In:Producing and Managing Restricted Activities: Avoidance and withholding in institutional interaction
Edited by Fabienne H.G. Chevalier and John Moore
[Pragmatics & Beyond New Series 255] 2015
► pp. 337–367
Concessions in audiology
Published online: 27 March 2015
https://doi.org/10.1075/pbns.255.11hei
https://doi.org/10.1075/pbns.255.11hei
Previous studies of clinical settings show that patients exhibit an orientation towards an institutional restriction against them proposing treatment solutions for their medical condition. In this paper we demonstrate how that restriction is relaxed in a particular clinical setting, that of audiology. Focusing on video-recorded interactions in a Danish audiology clinic, we show how patients freely offer suggestions for their own treatment, even in cases where a treatment solution has already been provided by the audiologist. We further illustrate how audiologists respond to patients’ treatment proposals with concessions, through which the audiologist manages to accept the patient’s treatment proposal as a possibility, while withholding any professional endorsement of the proposed treatment.

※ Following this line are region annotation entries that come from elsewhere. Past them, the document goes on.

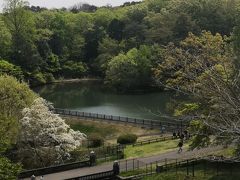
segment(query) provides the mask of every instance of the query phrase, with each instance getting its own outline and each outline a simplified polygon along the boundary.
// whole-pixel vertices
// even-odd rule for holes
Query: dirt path
[[[135,159],[135,161],[136,160],[140,161],[141,162],[140,166],[144,166],[145,163],[154,163],[156,161],[162,161],[165,159],[182,159],[182,158],[190,159],[190,158],[194,158],[194,157],[205,156],[207,154],[211,154],[211,153],[221,150],[221,149],[222,149],[222,147],[210,147],[210,148],[204,148],[204,149],[193,150],[193,151],[183,150],[183,152],[180,154],[177,153],[176,151],[171,151],[171,152],[160,154],[160,155],[144,157],[144,158],[137,158],[137,159]],[[125,170],[126,165],[128,167],[127,169],[131,170],[134,166],[133,163],[134,163],[133,160],[128,160],[127,162],[125,160],[120,161],[121,171]],[[99,172],[110,171],[110,170],[112,170],[112,162],[102,164],[99,166],[94,166],[94,167],[79,168],[79,169],[54,173],[54,174],[48,174],[48,175],[44,176],[44,180],[63,180],[63,179],[67,179],[67,178],[74,178],[74,177],[78,177],[78,176],[84,176],[84,175],[88,175],[88,174],[99,173]],[[30,179],[30,178],[28,178],[28,179]],[[39,179],[40,178],[37,177],[37,180],[39,180]]]

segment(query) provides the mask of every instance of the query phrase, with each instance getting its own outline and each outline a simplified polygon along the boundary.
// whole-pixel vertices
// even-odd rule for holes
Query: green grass
[[[152,144],[146,144],[143,146],[127,146],[124,150],[125,158],[145,157],[156,154],[162,154],[168,151],[177,151],[177,144],[179,140],[167,140]],[[185,144],[184,148],[187,148],[188,144]]]
[[[236,151],[236,148],[228,147],[228,148],[224,148],[222,150],[216,151],[213,154],[217,156],[233,157],[235,155],[235,151]]]

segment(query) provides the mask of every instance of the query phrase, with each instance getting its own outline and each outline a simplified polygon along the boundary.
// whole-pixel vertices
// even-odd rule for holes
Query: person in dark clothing
[[[179,143],[178,143],[178,147],[179,147],[179,149],[178,149],[178,153],[182,152],[182,147],[183,147],[183,141],[182,141],[182,140],[179,141]]]
[[[183,140],[184,137],[185,137],[184,134],[181,134],[180,139]]]
[[[177,136],[180,138],[180,131],[178,131]]]
[[[176,132],[174,131],[173,132],[173,139],[176,139],[177,138],[177,134],[176,134]]]
[[[118,161],[114,161],[113,163],[113,173],[114,175],[119,175],[120,173],[120,167]]]

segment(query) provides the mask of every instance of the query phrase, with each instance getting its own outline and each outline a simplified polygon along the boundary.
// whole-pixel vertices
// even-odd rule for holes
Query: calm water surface
[[[57,108],[146,119],[160,119],[149,110],[167,114],[167,104],[176,98],[173,92],[117,94],[96,81],[52,84],[34,90]]]

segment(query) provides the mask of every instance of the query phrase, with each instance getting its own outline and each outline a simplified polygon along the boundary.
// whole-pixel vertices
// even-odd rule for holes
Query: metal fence
[[[98,179],[113,179],[115,177],[113,170],[106,172],[99,172],[94,174],[89,174],[86,176],[79,176],[75,178],[69,178],[65,180],[98,180]]]
[[[128,172],[129,179],[140,178],[155,174],[179,173],[192,177],[240,177],[240,160],[222,157],[205,157],[198,159],[164,159],[152,163],[138,160],[121,161],[120,172]],[[130,173],[129,173],[130,172]],[[121,179],[121,176],[120,176]],[[122,179],[128,179],[124,177]]]
[[[53,111],[60,115],[84,117],[90,120],[98,119],[98,120],[108,120],[108,121],[121,122],[121,123],[129,123],[129,124],[139,125],[143,127],[160,128],[162,131],[180,130],[180,129],[186,128],[188,125],[185,121],[181,121],[181,120],[169,122],[164,120],[138,119],[138,118],[121,117],[121,116],[113,116],[113,115],[98,114],[98,113],[79,112],[75,110],[58,109],[58,108],[53,109]]]
[[[171,137],[168,136],[168,137],[153,138],[153,139],[148,139],[148,140],[144,140],[144,141],[138,141],[138,142],[132,144],[132,146],[142,146],[142,145],[146,145],[146,144],[162,142],[162,141],[167,141],[167,140],[171,140],[171,139],[173,139],[172,136]]]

Furthermore, we show how patients in response to such concessions from the audiologist pursue a stronger professional ratification of their treatment solution. The lifting of the restriction on patients proposing their own treatments thus brings into relief two other institutional restrictions within the audiology clinic: (a) a restriction on audiologists rejecting patients’ treatment suggestions outright, and (b) a restriction on patients’ straightforward acceptance of treatments that are not fully endorsed by the audiologist.